Mark Knopfler et son Big Band
Côté spectacle, Mark Knopfler a un tel répertoire qu’il a pu piocher des morceaux emblématiques de ses différents albums. Il aurait sans peine pu faire un concert complet de tubes s’il l’avait voulu, entre les siens en solo et ceux de Dire Straits il y aurait largement eu de quoi faire. Mais il a tout de même tenu à jouer des morceaux du nouvel album (les très belles My Bacon Roll et surtout Matchstick Man), et pour le reste n’a pas forcément choisi les titres les plus connus (par le grand public j’entends, moi il m’a fait très plaisir à ce niveau-là!). Je retiendrai surtout l’ouverture avec Why Aye Man, une superbe interprétation de Sailing to Philadelphia ou encore la remuante Postcards from Paraguay. Évidemment il y a eu des reprises de Dire Straits, comme avec l’incontournable Romeo and Juliet, Your Latest Trick, Local Hero et bien sûr les deux méga-hits Money for Nothing et Brothers in Arms.

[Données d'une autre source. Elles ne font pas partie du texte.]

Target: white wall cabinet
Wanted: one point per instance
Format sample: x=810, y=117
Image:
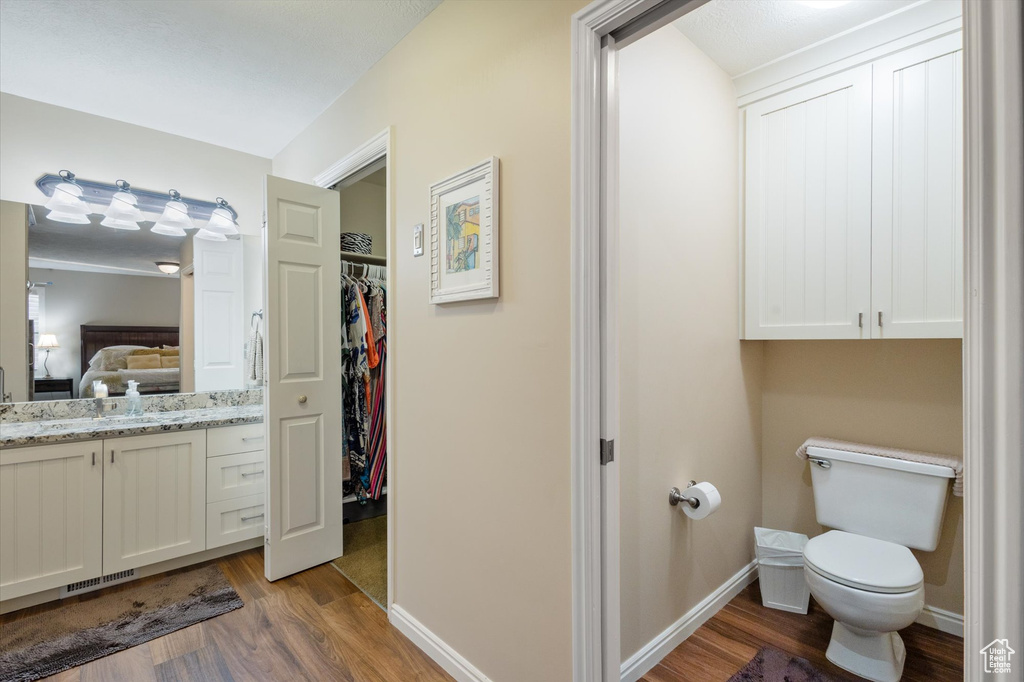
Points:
x=918, y=192
x=50, y=516
x=808, y=195
x=154, y=499
x=853, y=213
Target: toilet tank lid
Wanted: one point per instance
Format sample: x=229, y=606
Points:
x=882, y=462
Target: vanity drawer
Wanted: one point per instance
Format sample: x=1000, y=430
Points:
x=231, y=439
x=230, y=476
x=233, y=520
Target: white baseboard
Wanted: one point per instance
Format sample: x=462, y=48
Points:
x=453, y=663
x=648, y=656
x=942, y=621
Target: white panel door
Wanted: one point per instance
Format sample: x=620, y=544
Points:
x=807, y=207
x=50, y=516
x=303, y=394
x=218, y=325
x=154, y=499
x=918, y=196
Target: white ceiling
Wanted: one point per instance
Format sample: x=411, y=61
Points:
x=740, y=35
x=249, y=76
x=92, y=248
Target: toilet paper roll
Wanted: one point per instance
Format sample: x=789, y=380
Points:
x=709, y=498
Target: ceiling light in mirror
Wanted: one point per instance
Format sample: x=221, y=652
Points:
x=117, y=223
x=168, y=267
x=205, y=233
x=823, y=4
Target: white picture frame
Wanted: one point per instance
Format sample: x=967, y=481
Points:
x=464, y=253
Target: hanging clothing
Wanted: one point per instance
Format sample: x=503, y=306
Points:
x=364, y=363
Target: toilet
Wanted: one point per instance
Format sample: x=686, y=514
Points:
x=862, y=572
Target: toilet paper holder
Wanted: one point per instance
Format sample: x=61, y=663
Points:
x=676, y=496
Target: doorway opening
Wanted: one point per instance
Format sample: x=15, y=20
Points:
x=363, y=197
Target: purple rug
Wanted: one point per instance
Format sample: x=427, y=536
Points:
x=771, y=665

Et puis mon petit plaisir personnel, que Mark Knopfler ne joue que pour moi à chaque fois que je vais l’applaudir : l’immense Speedway at Nazareth avec sa montée en puissance interminable avant que le batteur ne se mette à enfin envoyer sur sa grosse caisse et sa caisse claire… Ce titre me file la chair de poule à chaque fois, et son effet sur moi est encore décuplé en live… du pur bonheur.
Comme c’est sa dernière tournée, je pense que « l’homme tranquille du rock’n’roll » a décidé de se faire vraiment plaisir, il a donc convié à l’accompagner ce que l’on peut appeler à juste titre un « big band », avec pas moins de 10 musiciens autour de lui sur scène. Et puis pas des manchots les gars, tous sans exception multi-instrumentistes, ce qui a permis d’entendre des tas de sons différents, allant des percussions au violon, en passant par différentes flûtes, mais aussi cuivres, claviers, basses, contre-basse, saxo, cornemuse, accordéon, sans oublier bien entendu les plusieurs guitares qui ont émaillé le concert de leurs diverses sonorités.
Sûr, pour ce qui est de la musique, Mark Knopfler connaît les bonnes choses, et sait les partager.
Alors voilà, c’était mon dernier rendez-vous avec ce grand monsieur de la musique sur scène, cet immense artiste, Mark Knopfler. Le premier avec Dire Straits fut raté. Mais celui-ci, comme tous ceux qui l’ont précédé, a été parfaitement réussi.
So long Mister Knopfler.
L'homme tranquille du rock'n'roll
* en même temps que le 33 Tours de la BO du film… Cocktail !! Vous marrez pas, il y a de la super zique dans ce film !!
** oui, si je n’ai pas l’âme d’un DJ Monblaireau, je me fais régulièrement des compilations au sein desquelles viennent se côtoyer aussi bien un Leonard Cohen qu’un Bernard Lavilliers, un Eric Clapton, un Fred Blondin, un Randall Bramblett, un Josh Rouse, un Serge Reggiani, un Sting, une Annie Lennox, un Georges Moustaki, un Bruce Springsteen, des Moutain Men, un JP Nataf, un Tony Joe White, un Joe Dassin, un Tom Petty, un William Sheller, un Chris Rea, un Bob Dylan, un Claude Nougaro, un Nathaniel Rateliff, un Jacques Brel, un Johnny Cash, un Serge Gainsbourg, des Suarez, un Murray Head, un Adam Cohen, un Alain Bashung, et j’en passe des dizaines d’autres...
PS : un immense merci à ma petite sœur pour ses photos !!